C’est enfin novembre, mois des morts. Depuis le début du mois d’octobre, j’en frissonne. On pourrait croire que c’est l’hiver qui s’en vient, ou l’ambiance propre à la période d’Halloween qui me fait me sentir ainsi. Mais non au contraire. C’est un frisson de nostalgie qui me traverse le corps. Une nostalgie pour une tradition propre à mon enfance dans ma grande île natale de Madagascar : le famadihana.  Ce mot vous est certainement inconnu et les rituels qui y sont liés vont sans aucun doute vous paraître tout aussi surprenants. En fait, il s’agit avant tout d’honorer les défunts. En plus d’en apprendre davantage sur cette tradition si spéciale de ma jeunesse, cet article servira aussi à explorer les différentes possibilités que le monde nous offre pour honorer ceux qui nous ont quittés.

Les morts-vivants de Madagascar

Avec ses plus de 18 ethnies, ses origines africaines et asiatiques, Madagascar, ancienne colonie française, est un de ses beaux « melting pots » de cultures qui comptent bien des rites insolites. Vouloir connaître et visiter cette île c’est tout d’abord accepter une chose comme évidente : les limites entre croyances religieuses et croyances spirituelles sont quasiment floues. En effet, peu importe que l’on soit croyant d’une religion monothéiste (chrétien, musulman ou juif) ou polythéiste (hindou par exemple), tout Malgache (personne venant de Madagascar) a tendance à accorder une très grande importance au monde des esprits. De fait, les Malgaches considèrent que la frontière entre le monde des vivants et ceux des morts est tellement mince qu’ils sont encore parmi nous et peuvent même se balader librement. Ils ne font pas spécialement de distinctions entre les deux mondes ou du moins, la frontière est si mince que certains esprits peuvent la traverser.

Le famadihana

Ainsi, le famadihana fait partie de ces traditions ancestrales qui sont encore perpétuées aujourd’hui. Cette tradition, qui n’est pas pratiquée par tous les Malgaches, et pas forcément exactement de la même façon par toutes les tribus, conserve toutefois partout le même principe : une fois de temps en temps, aux cinq, sept ou dix ans, les familles déterrent certains de leurs défunts pour, entre autres, changer leur linceul (drap de lin blanc qui recouvre le défunt) avant de les remettre sous terre.

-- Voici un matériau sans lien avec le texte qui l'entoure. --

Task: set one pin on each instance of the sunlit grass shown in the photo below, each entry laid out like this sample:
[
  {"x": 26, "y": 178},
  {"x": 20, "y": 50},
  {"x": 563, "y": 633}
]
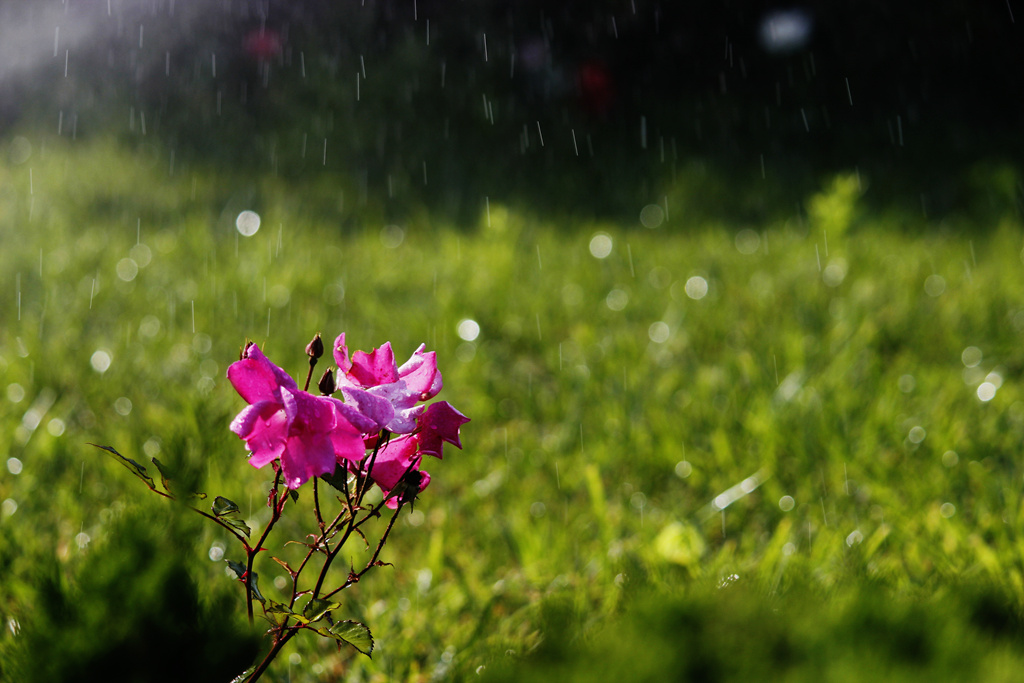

Bien que ma famille ne prenne pas part à cette fête solennelle, il s’agit de souvenirs d’enfance totalement naturels que je continue à chérir. Toutefois, je peux comprendre que cette tradition endémique puisse en choquer plus d’un. Donc, pour vous aider à mieux appréhender et comprendre cette façon de voir la chose, je joins un article qui conte l’expérience d’un étranger qui a eu l’opportunité de vivre un de ces évènements avec une tribu locale.

Et pendant cette cérémonie, les morts dansent en harmonie avec les vivants. Le tout, avec des augures de fête, de la boisson souvent, et de la joie. C’est le plaisir de retrouver ceux qui sont partis et que l’on n’a pas vus depuis longtemps, voire même de leur présenter les descendants. C’est aussi pour le mort, l’occasion de se réchauffer, que ce soit avec l’alcool ou le nouveau linceul dans lequel on l’emballe à nouveau parce que, oui, selon eux, les morts ont froid en début d’hiver. D’ailleurs, aller au mausolée familial, dans cette grande île, est une occasion de faire connaissance avec ceux qui sont partis, de se présenter, de demander leur bénédiction. Verser de l’alcool dans les tombes et y déposer des objets sont aussi des pratiques courantes.

Source : Mada-actus

La Toussaint française et ses chrysanthèmes

Bien que cela puisse surprendre, ce genre de rite me paraissait naturel plus jeune. C’est certainement pour cela qu’en arrivant, encore enfant en France, je m’attendais tout naturellement à retrouver ce côté festif pour célébrer ceux qui nous ont quittés. C’est sans doute aussi une des premières fois où j’ai pris conscience que les cultures se vivaient autrement selon le pays où l’on se trouve.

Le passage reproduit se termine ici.